As it turns out, the patient’s measure of diabetic severity, the Hba1c test, was very low at 6.3% (normal being less than 6%) and was checked several months prior when the patient was not taking any diabetic medication. So the question remains, why should we treat this patient with medication?

There are two reasons why we treat diabetes. The first is to reduce the near term effects of hyperglycemia (high blood glucose) that can lead to increased urination, increased thirst, dehydration, weakness, blurred vision, ketoacidosis, etc.  The second reason is to reduce the long term risks from untreated diabetes such as heart disease, stroke, blindness, peripheral vascular disease, and kidney damage. Not only did this patient NOT have any symptoms of diabetes in his untreated state but given his advanced age and other co-morbid conditions, his chances of developing a complication or symptom of diabetes in its untreated state are minuscule compared to his risk of developing complications from a side effect of diabetic medications!

It is this subtle point that is the “art” of medical practice. It’s the ability to compile all the data and treatment standards and throw in rationality in understanding risk and benefit to determine the importance of knowing when NOT to treat the patient as much as knowing when and how to treat.

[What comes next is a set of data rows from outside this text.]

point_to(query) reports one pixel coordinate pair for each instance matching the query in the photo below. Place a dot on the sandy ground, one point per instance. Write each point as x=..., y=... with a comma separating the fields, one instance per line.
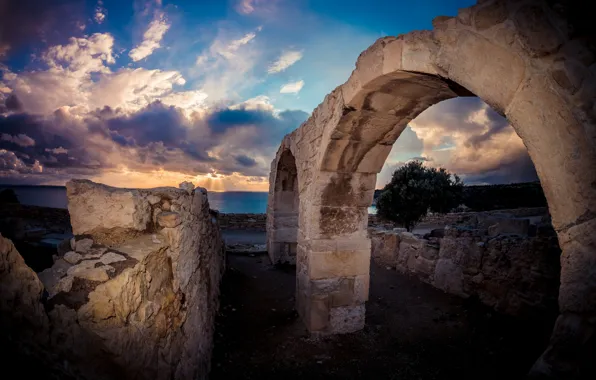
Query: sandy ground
x=413, y=331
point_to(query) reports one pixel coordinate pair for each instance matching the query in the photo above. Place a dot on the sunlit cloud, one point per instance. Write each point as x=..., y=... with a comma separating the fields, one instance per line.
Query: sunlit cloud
x=286, y=60
x=292, y=87
x=226, y=66
x=21, y=139
x=151, y=38
x=465, y=136
x=100, y=13
x=247, y=7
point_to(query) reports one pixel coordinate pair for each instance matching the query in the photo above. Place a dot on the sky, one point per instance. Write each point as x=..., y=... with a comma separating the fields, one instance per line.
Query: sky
x=148, y=93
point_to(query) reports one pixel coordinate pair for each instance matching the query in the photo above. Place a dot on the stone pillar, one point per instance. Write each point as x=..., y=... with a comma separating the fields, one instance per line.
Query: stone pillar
x=333, y=258
x=572, y=347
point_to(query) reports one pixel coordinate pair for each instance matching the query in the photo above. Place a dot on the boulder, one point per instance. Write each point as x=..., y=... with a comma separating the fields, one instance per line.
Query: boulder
x=169, y=219
x=72, y=257
x=132, y=304
x=83, y=245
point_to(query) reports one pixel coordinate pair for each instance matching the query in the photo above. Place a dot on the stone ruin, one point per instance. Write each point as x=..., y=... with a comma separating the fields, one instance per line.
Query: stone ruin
x=532, y=61
x=133, y=295
x=510, y=264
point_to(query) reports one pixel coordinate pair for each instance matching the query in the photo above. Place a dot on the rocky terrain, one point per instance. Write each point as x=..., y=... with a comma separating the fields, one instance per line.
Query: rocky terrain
x=132, y=295
x=508, y=262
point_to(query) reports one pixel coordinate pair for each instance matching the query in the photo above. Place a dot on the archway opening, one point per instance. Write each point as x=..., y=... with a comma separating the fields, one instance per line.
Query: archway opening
x=497, y=244
x=283, y=236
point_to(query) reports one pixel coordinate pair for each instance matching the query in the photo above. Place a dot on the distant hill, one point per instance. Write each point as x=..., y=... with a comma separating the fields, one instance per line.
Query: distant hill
x=495, y=197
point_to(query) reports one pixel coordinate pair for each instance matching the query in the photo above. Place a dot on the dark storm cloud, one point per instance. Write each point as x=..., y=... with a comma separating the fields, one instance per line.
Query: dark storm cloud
x=13, y=103
x=519, y=169
x=222, y=120
x=29, y=21
x=245, y=161
x=497, y=124
x=155, y=137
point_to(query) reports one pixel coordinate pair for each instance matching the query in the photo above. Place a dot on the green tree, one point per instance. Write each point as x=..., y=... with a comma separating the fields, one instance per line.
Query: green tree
x=414, y=190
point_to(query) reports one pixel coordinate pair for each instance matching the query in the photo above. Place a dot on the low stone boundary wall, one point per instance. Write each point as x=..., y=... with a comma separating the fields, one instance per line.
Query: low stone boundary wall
x=509, y=264
x=133, y=295
x=256, y=222
x=464, y=217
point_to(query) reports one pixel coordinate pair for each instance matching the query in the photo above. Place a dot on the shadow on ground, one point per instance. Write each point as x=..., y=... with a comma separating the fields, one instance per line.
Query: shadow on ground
x=413, y=331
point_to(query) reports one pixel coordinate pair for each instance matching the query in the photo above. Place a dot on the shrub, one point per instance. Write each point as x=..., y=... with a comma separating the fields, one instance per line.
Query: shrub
x=414, y=190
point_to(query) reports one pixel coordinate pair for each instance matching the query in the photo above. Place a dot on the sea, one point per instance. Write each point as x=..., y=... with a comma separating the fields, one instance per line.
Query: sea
x=239, y=202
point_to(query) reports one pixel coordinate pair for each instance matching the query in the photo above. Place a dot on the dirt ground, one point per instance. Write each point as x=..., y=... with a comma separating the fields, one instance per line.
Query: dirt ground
x=413, y=331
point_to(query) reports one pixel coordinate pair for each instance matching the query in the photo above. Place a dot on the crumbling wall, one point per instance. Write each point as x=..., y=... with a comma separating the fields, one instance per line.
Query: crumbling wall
x=134, y=294
x=508, y=263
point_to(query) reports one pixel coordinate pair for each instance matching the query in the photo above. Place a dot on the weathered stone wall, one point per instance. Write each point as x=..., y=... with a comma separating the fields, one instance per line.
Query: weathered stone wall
x=136, y=292
x=232, y=221
x=533, y=61
x=509, y=264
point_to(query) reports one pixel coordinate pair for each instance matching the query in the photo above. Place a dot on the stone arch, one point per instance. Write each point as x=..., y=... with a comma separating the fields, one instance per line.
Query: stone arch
x=527, y=62
x=282, y=231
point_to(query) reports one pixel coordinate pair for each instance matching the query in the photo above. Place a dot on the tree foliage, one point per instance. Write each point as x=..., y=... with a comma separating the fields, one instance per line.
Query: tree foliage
x=414, y=190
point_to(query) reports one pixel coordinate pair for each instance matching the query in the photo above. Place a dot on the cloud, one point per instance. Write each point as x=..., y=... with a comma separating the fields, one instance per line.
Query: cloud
x=80, y=78
x=20, y=139
x=226, y=67
x=245, y=161
x=151, y=38
x=292, y=87
x=100, y=13
x=286, y=60
x=31, y=21
x=155, y=138
x=9, y=162
x=467, y=137
x=247, y=7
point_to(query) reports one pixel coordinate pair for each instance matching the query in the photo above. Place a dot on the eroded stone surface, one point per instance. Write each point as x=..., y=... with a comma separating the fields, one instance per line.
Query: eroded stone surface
x=524, y=60
x=502, y=265
x=126, y=307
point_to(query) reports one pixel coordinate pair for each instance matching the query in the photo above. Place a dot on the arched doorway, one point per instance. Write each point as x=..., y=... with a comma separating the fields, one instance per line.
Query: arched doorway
x=522, y=59
x=282, y=233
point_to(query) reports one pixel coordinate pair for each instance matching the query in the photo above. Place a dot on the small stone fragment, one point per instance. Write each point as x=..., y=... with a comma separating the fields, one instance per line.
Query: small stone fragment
x=91, y=274
x=169, y=219
x=188, y=186
x=72, y=257
x=94, y=253
x=111, y=257
x=83, y=245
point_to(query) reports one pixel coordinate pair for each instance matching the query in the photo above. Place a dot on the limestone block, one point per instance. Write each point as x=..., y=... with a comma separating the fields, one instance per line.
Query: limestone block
x=347, y=319
x=369, y=65
x=72, y=257
x=92, y=206
x=417, y=52
x=536, y=32
x=169, y=219
x=361, y=288
x=318, y=313
x=578, y=268
x=344, y=189
x=374, y=159
x=392, y=55
x=385, y=247
x=563, y=157
x=489, y=71
x=509, y=226
x=338, y=264
x=490, y=15
x=337, y=222
x=83, y=245
x=449, y=277
x=187, y=186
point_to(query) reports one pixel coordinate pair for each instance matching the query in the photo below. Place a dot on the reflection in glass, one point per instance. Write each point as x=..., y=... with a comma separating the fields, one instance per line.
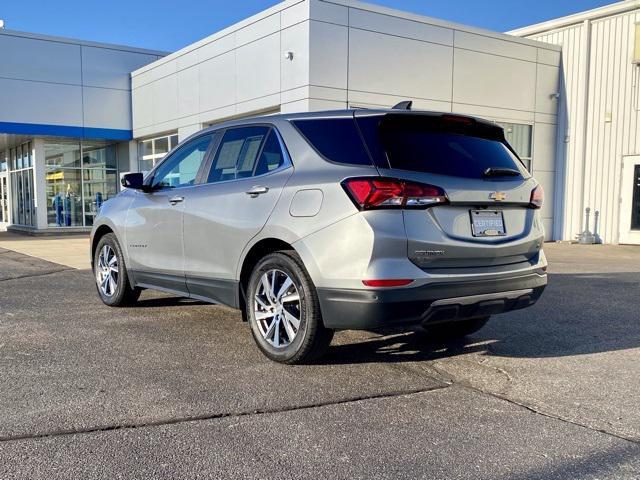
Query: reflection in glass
x=98, y=154
x=99, y=185
x=161, y=145
x=62, y=154
x=63, y=190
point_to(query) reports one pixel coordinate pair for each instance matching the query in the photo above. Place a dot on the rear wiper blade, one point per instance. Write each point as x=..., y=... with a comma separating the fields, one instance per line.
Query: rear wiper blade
x=501, y=172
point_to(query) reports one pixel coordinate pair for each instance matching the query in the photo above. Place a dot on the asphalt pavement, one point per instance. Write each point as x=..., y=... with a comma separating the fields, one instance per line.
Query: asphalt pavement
x=174, y=388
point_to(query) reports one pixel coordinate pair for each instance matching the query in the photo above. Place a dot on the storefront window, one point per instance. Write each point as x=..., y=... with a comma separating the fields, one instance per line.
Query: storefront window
x=97, y=154
x=151, y=151
x=21, y=178
x=77, y=189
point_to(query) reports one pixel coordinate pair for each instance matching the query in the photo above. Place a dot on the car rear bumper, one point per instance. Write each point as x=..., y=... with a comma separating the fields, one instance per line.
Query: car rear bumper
x=351, y=309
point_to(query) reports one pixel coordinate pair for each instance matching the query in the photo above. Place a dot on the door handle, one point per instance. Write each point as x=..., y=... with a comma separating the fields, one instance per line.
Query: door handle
x=257, y=190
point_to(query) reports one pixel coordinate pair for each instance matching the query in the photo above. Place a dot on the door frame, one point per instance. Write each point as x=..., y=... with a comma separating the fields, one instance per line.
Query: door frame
x=4, y=185
x=625, y=234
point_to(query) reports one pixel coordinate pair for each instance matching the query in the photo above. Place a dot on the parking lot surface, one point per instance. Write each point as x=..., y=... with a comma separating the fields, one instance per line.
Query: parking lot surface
x=175, y=388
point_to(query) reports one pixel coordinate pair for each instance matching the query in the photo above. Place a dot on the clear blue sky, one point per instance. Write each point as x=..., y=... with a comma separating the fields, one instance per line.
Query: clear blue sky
x=170, y=25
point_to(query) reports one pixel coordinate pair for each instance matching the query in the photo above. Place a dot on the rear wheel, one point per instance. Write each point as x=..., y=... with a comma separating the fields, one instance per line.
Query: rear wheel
x=284, y=312
x=457, y=329
x=110, y=273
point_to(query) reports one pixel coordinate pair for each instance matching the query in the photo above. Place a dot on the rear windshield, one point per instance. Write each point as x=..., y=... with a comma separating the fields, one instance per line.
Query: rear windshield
x=438, y=145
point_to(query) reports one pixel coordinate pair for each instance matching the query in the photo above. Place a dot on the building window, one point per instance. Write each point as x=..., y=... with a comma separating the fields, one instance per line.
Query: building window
x=22, y=192
x=80, y=177
x=152, y=150
x=519, y=137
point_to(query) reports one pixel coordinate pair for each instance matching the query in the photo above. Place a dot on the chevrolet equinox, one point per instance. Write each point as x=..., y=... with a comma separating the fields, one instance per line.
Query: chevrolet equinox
x=315, y=222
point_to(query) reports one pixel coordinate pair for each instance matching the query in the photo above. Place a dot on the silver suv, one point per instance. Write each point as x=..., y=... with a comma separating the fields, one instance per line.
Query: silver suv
x=316, y=222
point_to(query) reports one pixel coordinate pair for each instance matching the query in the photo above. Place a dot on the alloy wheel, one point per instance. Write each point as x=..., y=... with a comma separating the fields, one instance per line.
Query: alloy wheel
x=107, y=271
x=277, y=308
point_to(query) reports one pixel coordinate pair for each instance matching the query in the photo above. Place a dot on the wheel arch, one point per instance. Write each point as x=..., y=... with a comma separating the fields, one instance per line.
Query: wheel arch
x=100, y=232
x=257, y=251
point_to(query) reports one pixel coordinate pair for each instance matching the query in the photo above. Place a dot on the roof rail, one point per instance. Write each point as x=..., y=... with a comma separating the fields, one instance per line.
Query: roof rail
x=405, y=105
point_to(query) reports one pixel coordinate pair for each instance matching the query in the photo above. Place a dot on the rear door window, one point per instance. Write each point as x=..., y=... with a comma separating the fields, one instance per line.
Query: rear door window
x=336, y=139
x=437, y=145
x=237, y=154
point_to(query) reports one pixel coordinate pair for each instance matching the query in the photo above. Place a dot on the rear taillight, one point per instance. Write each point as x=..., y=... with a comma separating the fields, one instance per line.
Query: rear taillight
x=377, y=192
x=537, y=197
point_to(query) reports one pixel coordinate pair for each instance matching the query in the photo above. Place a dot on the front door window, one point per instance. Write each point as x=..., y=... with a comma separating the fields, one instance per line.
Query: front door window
x=181, y=168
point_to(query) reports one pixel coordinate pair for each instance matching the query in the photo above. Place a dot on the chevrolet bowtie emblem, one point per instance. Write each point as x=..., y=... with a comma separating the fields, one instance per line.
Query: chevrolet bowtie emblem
x=498, y=196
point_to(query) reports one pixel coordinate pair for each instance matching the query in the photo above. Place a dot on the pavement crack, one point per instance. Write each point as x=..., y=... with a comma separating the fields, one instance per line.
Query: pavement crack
x=542, y=413
x=37, y=274
x=200, y=418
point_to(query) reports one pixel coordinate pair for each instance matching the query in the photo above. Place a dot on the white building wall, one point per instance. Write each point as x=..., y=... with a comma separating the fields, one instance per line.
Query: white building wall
x=351, y=54
x=66, y=83
x=599, y=114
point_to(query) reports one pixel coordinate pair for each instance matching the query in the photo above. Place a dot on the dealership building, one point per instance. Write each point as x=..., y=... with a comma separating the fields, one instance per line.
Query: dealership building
x=75, y=115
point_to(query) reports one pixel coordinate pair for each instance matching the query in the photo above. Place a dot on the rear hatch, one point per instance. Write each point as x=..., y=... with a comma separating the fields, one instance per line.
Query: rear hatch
x=487, y=219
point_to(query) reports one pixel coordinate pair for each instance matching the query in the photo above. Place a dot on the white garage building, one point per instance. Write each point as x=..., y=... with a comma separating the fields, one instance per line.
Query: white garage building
x=316, y=55
x=599, y=116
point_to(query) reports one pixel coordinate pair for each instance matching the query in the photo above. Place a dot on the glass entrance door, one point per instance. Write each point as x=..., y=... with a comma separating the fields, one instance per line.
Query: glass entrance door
x=630, y=204
x=4, y=199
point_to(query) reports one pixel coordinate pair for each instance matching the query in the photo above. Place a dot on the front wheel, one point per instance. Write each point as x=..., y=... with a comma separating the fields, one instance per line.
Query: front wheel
x=284, y=312
x=110, y=274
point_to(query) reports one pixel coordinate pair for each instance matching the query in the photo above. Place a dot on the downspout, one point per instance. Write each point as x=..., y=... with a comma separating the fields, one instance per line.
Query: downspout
x=584, y=86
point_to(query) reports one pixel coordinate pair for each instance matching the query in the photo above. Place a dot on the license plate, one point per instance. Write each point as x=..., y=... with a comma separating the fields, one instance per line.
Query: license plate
x=487, y=223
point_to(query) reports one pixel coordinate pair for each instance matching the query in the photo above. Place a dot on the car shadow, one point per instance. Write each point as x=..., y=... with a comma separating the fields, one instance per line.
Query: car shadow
x=165, y=301
x=577, y=314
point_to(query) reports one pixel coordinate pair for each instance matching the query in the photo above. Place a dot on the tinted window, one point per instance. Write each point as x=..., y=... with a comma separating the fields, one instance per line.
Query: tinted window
x=336, y=139
x=181, y=168
x=271, y=156
x=433, y=145
x=237, y=154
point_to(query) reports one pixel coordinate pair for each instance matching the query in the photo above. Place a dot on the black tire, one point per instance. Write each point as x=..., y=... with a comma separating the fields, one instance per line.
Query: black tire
x=123, y=293
x=312, y=338
x=454, y=330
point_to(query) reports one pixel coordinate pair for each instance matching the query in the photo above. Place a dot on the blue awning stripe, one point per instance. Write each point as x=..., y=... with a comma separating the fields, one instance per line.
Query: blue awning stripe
x=65, y=131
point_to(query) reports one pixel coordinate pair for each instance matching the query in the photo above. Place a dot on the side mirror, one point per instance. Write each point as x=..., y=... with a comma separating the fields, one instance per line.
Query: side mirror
x=134, y=181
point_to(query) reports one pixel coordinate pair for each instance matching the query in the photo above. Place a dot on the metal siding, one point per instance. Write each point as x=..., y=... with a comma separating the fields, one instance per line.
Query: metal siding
x=613, y=87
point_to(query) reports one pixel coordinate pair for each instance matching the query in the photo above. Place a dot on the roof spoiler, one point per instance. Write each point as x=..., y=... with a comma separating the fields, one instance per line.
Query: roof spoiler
x=405, y=105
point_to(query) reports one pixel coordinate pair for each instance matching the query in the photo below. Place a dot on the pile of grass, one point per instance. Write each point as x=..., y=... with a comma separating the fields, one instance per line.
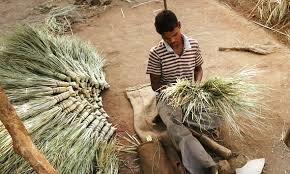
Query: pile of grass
x=55, y=84
x=235, y=99
x=273, y=12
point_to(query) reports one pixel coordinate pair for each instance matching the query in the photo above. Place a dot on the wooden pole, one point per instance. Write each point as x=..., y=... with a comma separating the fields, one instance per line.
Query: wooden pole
x=22, y=143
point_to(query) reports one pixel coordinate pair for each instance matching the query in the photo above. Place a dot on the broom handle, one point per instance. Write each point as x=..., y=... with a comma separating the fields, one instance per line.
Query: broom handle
x=212, y=145
x=21, y=140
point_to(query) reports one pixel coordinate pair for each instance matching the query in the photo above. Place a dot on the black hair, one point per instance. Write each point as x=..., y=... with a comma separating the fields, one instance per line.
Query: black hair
x=165, y=21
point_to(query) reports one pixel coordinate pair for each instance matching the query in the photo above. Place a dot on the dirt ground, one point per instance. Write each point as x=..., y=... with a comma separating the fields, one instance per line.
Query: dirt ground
x=126, y=39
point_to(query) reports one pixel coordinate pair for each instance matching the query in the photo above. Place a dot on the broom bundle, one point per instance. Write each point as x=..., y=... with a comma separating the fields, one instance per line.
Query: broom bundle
x=55, y=84
x=234, y=99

Had this issue been about a rare side effect of a very uncommonly used medication, I would have understood but this issue involved one of the MOST commonly prescribed medications with a very well known risk for an extremely common medical condition.

In the very least, this NP is a malpractice lawyer’s dream. If you are going to treat a patient with a potentially deadly medication when there are safer alternatives around then prudence would dictate that you do so for a good reason and document this reason as well as the fact that you informed the patient of the risks and what to look out for and how to avoid the risks (if possible). This NP didn’t document any of this and lawyers like nothing more than an uninformed patient.

So far, studies have not shown any difference in the quality of care or outcomes of care between NPs and MDs/DOs. But many of these studies were done at academic centers where the training and preparation of the NPs and physicians is generally excellent rather then in the usual outpatient setting where the quality of NP training and delivery of care can be much more variable and less controlled. And though the odds of a serious reaction in this patient are low, multiply this by hundreds of patients and the odds that there will be a serious medication reaction increase dramatically.

I don’t know how to teach the “art” of medicine but it seems reasonable to assume that this “art” will be significantly lacking for health care providers who are either inadequately trained and experienced and/or don’t have the time to apply anything more than a “cookie cutter approach” to medical practice.  As primary care dies a slow death in this country, both of these factors are going to become more common. NPs will have an ever increasing role in primary care since very few physicians are entering this field after training and most NPs will be employed by corporations and private clinics and under ever increasing pressure to see as many patients as possible.